Mögliche Standorte finden sich zum Beispiel an Sportplätzen.

Dormagen Finanziell soll es laut Kämmerin Tanja Gaspers für den Haushalt 2016 dank vermutlich hoher Refinanzierung durch Bund und Land nach dem Flüchtlingsaufnahmegesetz „ein Nullsummenspiel“ werden: Um die erwarteten Flüchtlingsströme unterbringen zu können, wird die Stadt Dormagen im kommenden Jahr neun neue Unterkünfte mit jeweils 80 bis 150 Plätzen für Asylbewerber bauen, die in fast allen größeren Stadtteilen liegen.
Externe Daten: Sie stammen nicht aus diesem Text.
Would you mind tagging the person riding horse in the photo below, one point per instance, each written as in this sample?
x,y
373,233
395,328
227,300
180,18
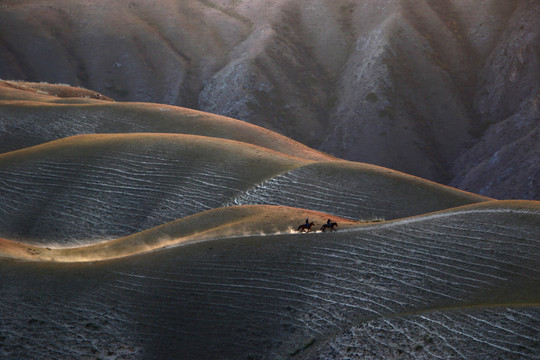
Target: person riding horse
x,y
305,227
329,225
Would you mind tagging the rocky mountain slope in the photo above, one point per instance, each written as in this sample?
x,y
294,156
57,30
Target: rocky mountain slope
x,y
448,91
459,283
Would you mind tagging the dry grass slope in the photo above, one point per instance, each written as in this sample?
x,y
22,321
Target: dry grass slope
x,y
287,294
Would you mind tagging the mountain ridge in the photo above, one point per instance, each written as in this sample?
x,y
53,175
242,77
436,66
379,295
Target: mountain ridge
x,y
412,86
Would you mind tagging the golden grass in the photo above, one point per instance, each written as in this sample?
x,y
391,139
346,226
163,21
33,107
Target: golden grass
x,y
228,222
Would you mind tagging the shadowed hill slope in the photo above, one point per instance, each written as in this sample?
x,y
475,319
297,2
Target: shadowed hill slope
x,y
28,119
101,186
271,297
410,85
229,222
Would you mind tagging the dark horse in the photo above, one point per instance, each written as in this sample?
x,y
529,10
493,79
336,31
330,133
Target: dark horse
x,y
330,226
305,227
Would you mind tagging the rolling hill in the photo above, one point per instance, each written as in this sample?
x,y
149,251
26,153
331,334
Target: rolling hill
x,y
147,231
462,282
445,91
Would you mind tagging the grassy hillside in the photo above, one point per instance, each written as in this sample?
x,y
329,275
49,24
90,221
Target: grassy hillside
x,y
91,187
410,85
447,276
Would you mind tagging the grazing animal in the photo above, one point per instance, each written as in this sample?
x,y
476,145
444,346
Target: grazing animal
x,y
329,225
305,227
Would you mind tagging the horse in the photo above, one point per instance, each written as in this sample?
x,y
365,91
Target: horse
x,y
305,227
330,226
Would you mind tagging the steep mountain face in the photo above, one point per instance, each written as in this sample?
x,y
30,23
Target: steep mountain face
x,y
448,91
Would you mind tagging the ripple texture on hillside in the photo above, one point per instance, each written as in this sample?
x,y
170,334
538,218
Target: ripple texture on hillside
x,y
269,297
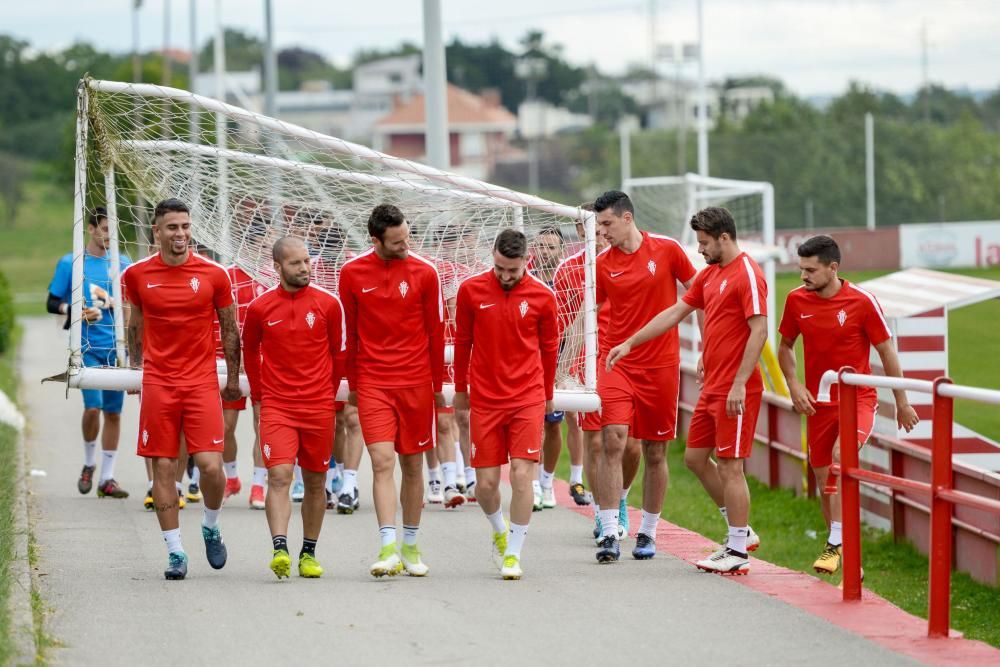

Unterbringungskonzept wird den Bürgern noch vorgestellt

Die als machbar identifizierten Standorte für 2016 auf städtischen Grundstücken stellte Bürgermeister Erik Lierenfeld im Hauptausschuss vor. Dabei handelt es sich zum Beispiel um bisherige Friedhofserweiterungsflächen, um nicht genutzte Flächen an Sportplätzen sowie um schnell zu erschließende und zu bebauende Flächen.

Dazu laufen weiterhin die Gespräche mit der Bezirksregierung Düsseldorf über eine Landeseinrichtung für 500 Flüchtlinge am Wahler Berg. Kommt diese nicht, so machte Lierenfeld deutlich, „müssten als Alternative weitere Einrichtungen in Stürzelberg und Zons gesucht werden.“ Das Unterbringungs-Konzept werde in einer großen Info-Veranstaltung den Bürgern vorgestellt, versprach Lierenfeld. Die Verwaltung hat im Hauptausschuss eine detaillierte Übersicht über die Flüchtlingsunterkünfte und die -betreuung bisher sowie die Prognose der zu erwartenden Zahlen vorgelegt. Dabei wurden drei Szenarien entwickelt, mit unterschiedlichem Zustrom von 50, 100 oder 150 Asylbewerbern pro Monat – in allen drei Beispielen wird davon ausgegangen, dass jeweils zehn Asylbewerber die Stadt pro Monat wieder verlassen.

Landes-Notunterkünfte werden wohl bis zum Sommer betrieben

Bis Ende 2016 wären das im besten Fall zusätzliche 500 Plätze. „Das ist nicht mit zentralen Lösungen zu schaffen, daher müssen wir 2016 mehrere dezentrale Unterbringungen im ganzen Stadtgebiet bauen“, betonte Lierenfeld. Er geht davon aus, dass die beiden Landes-Notunterkünfte, die bis zum 29. Februar 2016 angefordert sind, bis zum Sommer betrieben werden.